Posted by fidest press agency su giovedì, 18 giugno 2009

Il virus dell’epatite Delta (Hdv) è un’importante ‘spia’ del rischio di cirrosi e cancro fegato (carcinoma epatocellulare). Non solo. La replicazione persistente del virus, altamente patogeno e che necessita della presenza del virus dell’epatite B per la trasmissione e la ‘riproduzione’ , rappresenta l’unico fattore in grado di predire la mortalità legata alla malattia di fegato.
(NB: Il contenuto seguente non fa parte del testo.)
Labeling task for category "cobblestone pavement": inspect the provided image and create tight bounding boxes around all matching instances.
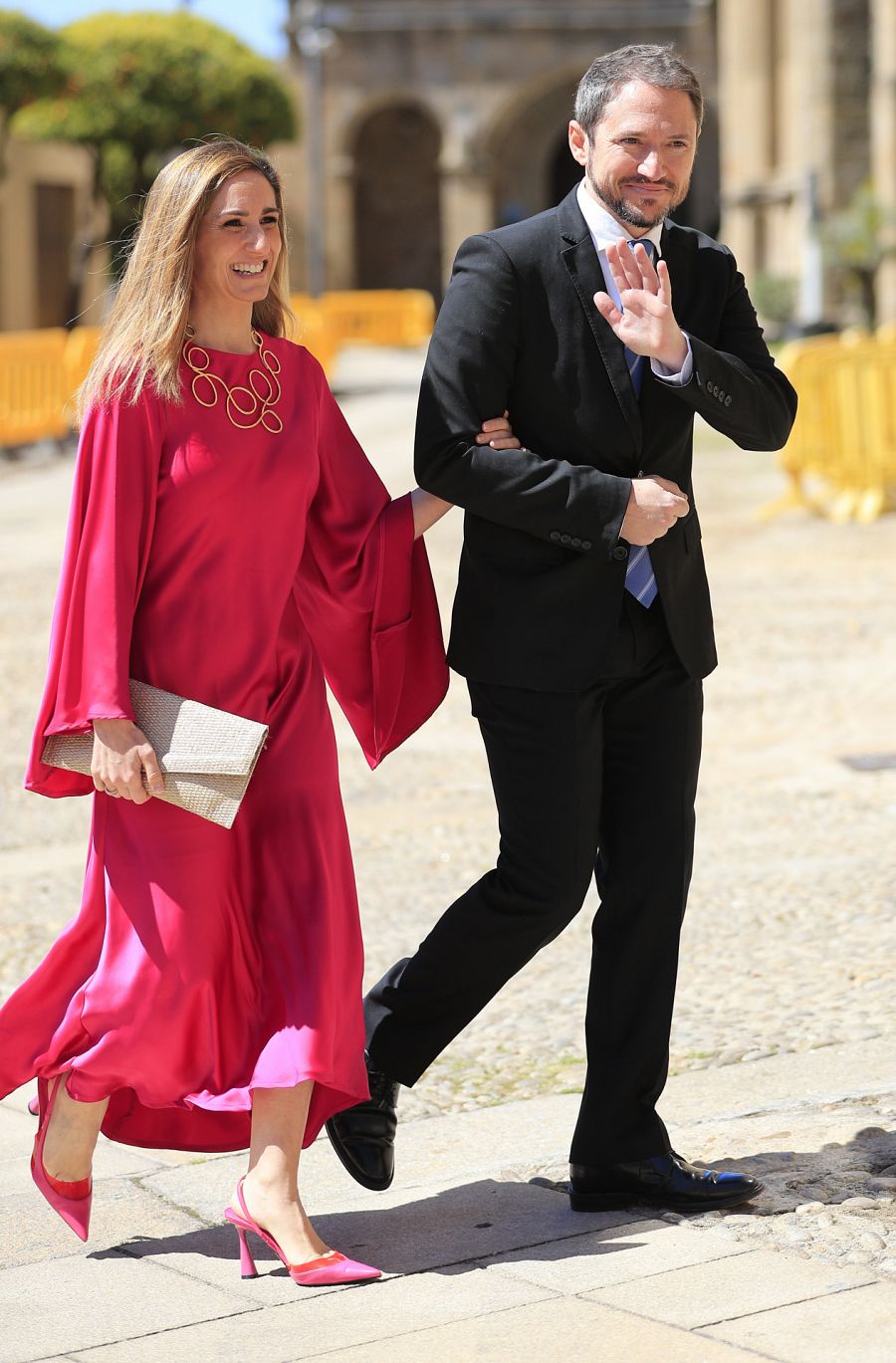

Lo dimostra uno studio italiano pubblicato su ‘Gastroenterology’, condotto da Raffaella Romeo e dai ricercatori dell’Unità operativa di Gastroenterologia 1 della Fondazione Policlinico di Milano, coordinati da Massimo Colombo. La ricerca, su un campione di 299 pazienti con epatite Delta, 230 dei quali maschi, arruolati a un’età media di 30 anni e seguiti per circa 28 anni nell’ambulatorio del Policlinico, ha dimostrato che la comparsa di cirrosi epatica si verificava con un tasso di incidenza annua del 4%, mentre i tassi di incidenza per lo scompenso epatico e lo sviluppo di carcinoma epatocellulare erano rispettivamente 2,7% e 2,8%. La ricerca, dunque, dimostra che l’epatite cronica da virus Delta è caratterizzata da un lungo decorso, e da una discreta probabilità di evoluzione in cirrosi epatica. L’analisi dei dati ha dimostrato, inoltre, che la persistente replicazione del virus Delta era associata allo sviluppo della cirrosi e alla comparsa di problemi più gravi come lo scompenso, lo sviluppo del tumore e la morte. Durante lo studio, inoltre, i ricercatori si sono resi conto che l’epatite Delta, dopo un decennio di apparente declino, è cresciuta nei portatori di virus dell’epatite B. Questo nonostante l’introduzione della vaccinazione obbligatoria contro il virus B con il quale il virus Delta condivide le modalità di trasmissione, cioè per contatto con liquidi biologici. Questi dati, secondo i ricercatori, suggeriscono la necessità di una maggiore attenzione alle persone con epatite B, che possono essere colpiti dal virus Delta. In particolare sarebbe opportuno, suggeriscono, verificare la copresenza del virus Delta in caso di ogni nuova infezione da virus B o in caso di vecchie infezioni B che mostrino una recrudescenza, e attuare, nel caso, la terapia adeguata.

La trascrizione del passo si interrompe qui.